Researchers at the University of Michigan Comprehensive Cancer Center uncovered a novel gene they named THOR while investigating previously unexplored regions of the human genome – the dark matter of the human genome.

They characterized a long non-coding RNA (lncRNA) that is expressed in humans, mice and zebrafish. It’s unusual for this type of RNA to be conserved throughout species like this. The team’s thinking was that if the RNA plays a role in other animals and species besides humans, it must be important.

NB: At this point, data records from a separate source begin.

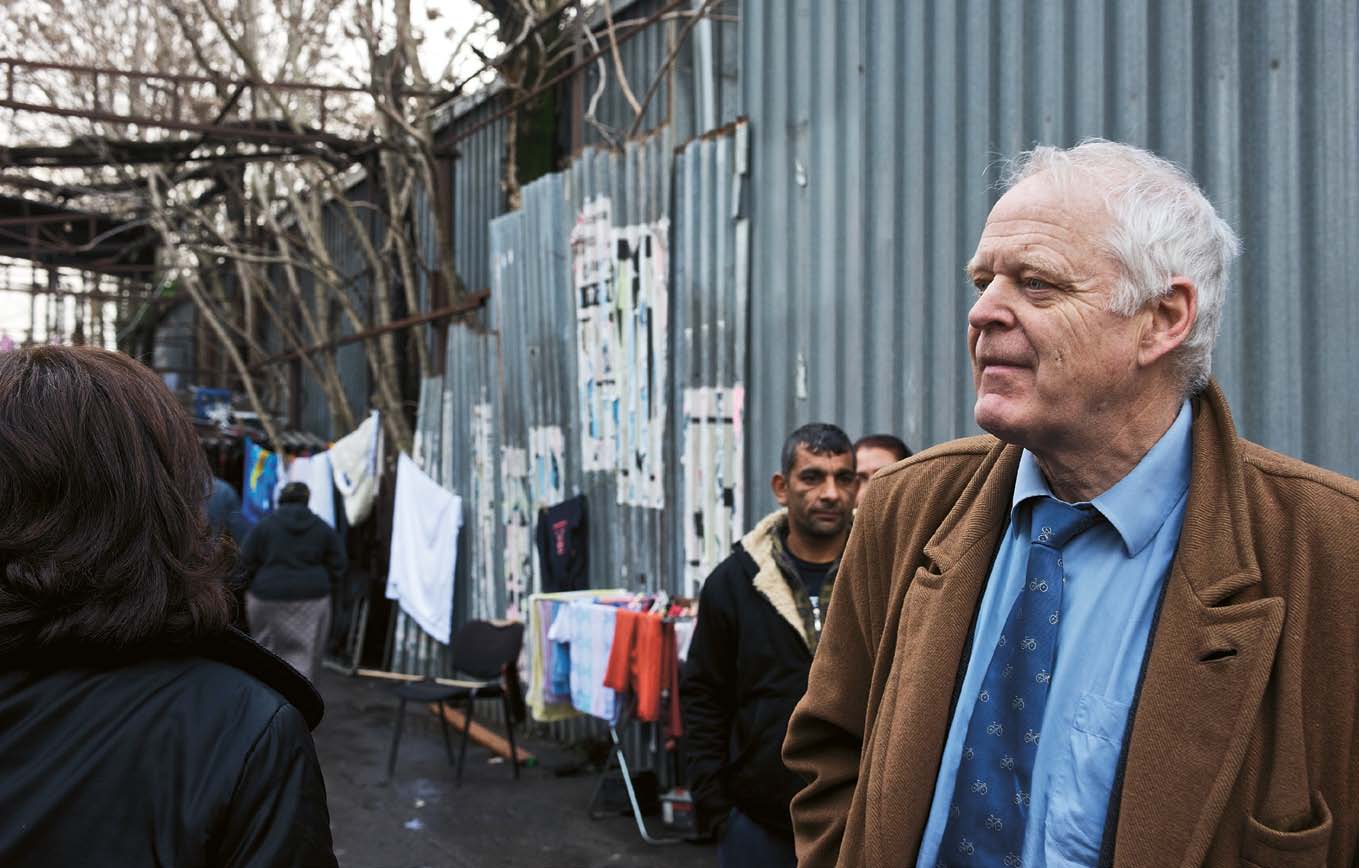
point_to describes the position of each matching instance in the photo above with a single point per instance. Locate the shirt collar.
(1139, 503)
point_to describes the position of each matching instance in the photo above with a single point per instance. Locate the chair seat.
(432, 692)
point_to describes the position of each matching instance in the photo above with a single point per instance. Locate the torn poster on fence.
(546, 467)
(484, 514)
(620, 280)
(714, 473)
(517, 516)
(642, 314)
(597, 385)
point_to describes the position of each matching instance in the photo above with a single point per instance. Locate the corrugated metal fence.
(873, 125)
(814, 257)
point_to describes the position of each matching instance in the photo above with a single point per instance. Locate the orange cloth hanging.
(643, 659)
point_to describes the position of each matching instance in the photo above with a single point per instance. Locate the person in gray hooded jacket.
(291, 561)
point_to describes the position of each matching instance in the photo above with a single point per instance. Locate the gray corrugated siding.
(699, 93)
(477, 193)
(873, 125)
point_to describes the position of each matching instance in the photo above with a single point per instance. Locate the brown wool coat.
(1244, 743)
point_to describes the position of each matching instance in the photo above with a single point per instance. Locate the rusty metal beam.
(472, 302)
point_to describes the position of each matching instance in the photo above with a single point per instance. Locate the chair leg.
(514, 751)
(466, 731)
(443, 726)
(396, 738)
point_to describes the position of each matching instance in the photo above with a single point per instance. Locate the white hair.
(1162, 226)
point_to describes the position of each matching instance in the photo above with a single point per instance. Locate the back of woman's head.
(103, 538)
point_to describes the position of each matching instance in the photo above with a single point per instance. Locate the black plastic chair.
(489, 654)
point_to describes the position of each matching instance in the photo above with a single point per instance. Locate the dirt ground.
(424, 821)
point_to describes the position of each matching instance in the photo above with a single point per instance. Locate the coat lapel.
(931, 633)
(1208, 666)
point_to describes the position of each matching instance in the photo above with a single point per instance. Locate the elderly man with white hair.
(1110, 632)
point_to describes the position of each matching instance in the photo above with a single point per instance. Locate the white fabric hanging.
(424, 549)
(354, 461)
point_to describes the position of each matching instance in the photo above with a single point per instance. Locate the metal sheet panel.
(477, 193)
(873, 127)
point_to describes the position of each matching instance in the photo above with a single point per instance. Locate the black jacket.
(159, 757)
(746, 670)
(291, 554)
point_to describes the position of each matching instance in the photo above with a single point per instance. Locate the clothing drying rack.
(617, 755)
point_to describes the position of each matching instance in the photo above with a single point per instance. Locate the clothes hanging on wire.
(643, 660)
(424, 549)
(546, 656)
(315, 473)
(563, 546)
(355, 463)
(589, 629)
(261, 477)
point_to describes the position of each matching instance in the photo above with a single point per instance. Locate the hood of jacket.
(295, 518)
(776, 577)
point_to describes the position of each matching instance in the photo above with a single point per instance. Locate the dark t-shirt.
(813, 575)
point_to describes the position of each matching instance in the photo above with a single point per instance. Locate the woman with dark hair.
(291, 561)
(136, 727)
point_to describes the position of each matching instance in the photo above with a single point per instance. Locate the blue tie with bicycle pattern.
(990, 803)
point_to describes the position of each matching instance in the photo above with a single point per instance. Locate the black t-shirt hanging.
(564, 546)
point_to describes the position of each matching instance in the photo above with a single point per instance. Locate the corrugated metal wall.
(699, 91)
(873, 124)
(477, 193)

“Genes that are evolutionarily conserved are likely important for biological processes. The fact that we found THOR to be a highly conserved lncRNA was exciting. We chose to focus on it with the thought that it has been selected by evolution for having important functions,” says Arul Chinnaiyan, M.D., Ph.D., director of the Michigan Center for Translational Pathology and S.P. Hicks Professor of Pathology at Michigan Medicine.

In fact, the researchers found this particular lncRNA plays a role in cancer development. And that knocking it out can halt the growth of tumors.

This is the first group to identify and characterize THOR, which stands for Testis-associated Highly-conserved Oncogenic long non-coding RNA. They published their results in Cell.

It’s an early example of how this previously unexplored portion of the genome could lead to a potential new way of attacking cancer.

In 2015, Chinnaiyan’s team published a paper analyzing the global landscape of lncRNAs, which had been considered dark matter because so little was known about it. They identified thousands of potential lncRNAs that might warrant future study.

THOR rose to the top of the list because it was evolutionarily highly conserved. It was also highly expressed, specifically in testes cells. It had little to no expression in other types of adult normal tissue.

Because THOR is highly conserved, researchers were able to study it in mice and zebrafish, as well as in human cells.

“That is one of the challenges of studying lncRNAs that are not conserved. If they’re not conserved in model systems, they are difficult to characterize. Here, because THOR is so highly conserved, we were able to look at its expression and function in zebrafish models,” Chinnaiyan says.

In addition to finding THOR expression in normal testis tissue, the researchers found it was highly expressed in some subsets of cancers, particularly lung cancer and melanoma. As they investigated THOR, they found its expression had a direct impact on cancer development. If they knocked down THOR in cell lines expressing it, tumor growth slowed. If they overexpressed THOR, cells grew faster. And when they eliminated THOR from normal cells, the cells continued to develop normally, suggesting it only impacts cancer cells.

“We’ve gone through a lot of lncRNAs to get to that. Most of the ones we test don’t have a clear function like this,” Chinnaiyan says.

Researchers also found that THOR impacted proteins called IGFBPs, which are thought to be involved in stabilizing RNAs. Knocking down THOR inhibited IGFBP activity.

“If we perturb THOR function, we disturb the ability to stabilize RNA. This inhibits cell proliferation,” Chinnaiyan says. Conversely, when researchers overexpressed THOR, cells grew faster.

Chinnaiyan suggests THOR could be a good target for drug development because blocking it does not impact normal cells. That would likely mean fewer toxic side effects. In future studies, the researchers will look at how to create a compound that binds with THOR in a complimentary sequence designed to knock it down. This approach, known as antisense oligonucleotides, has been used successfully in other contexts.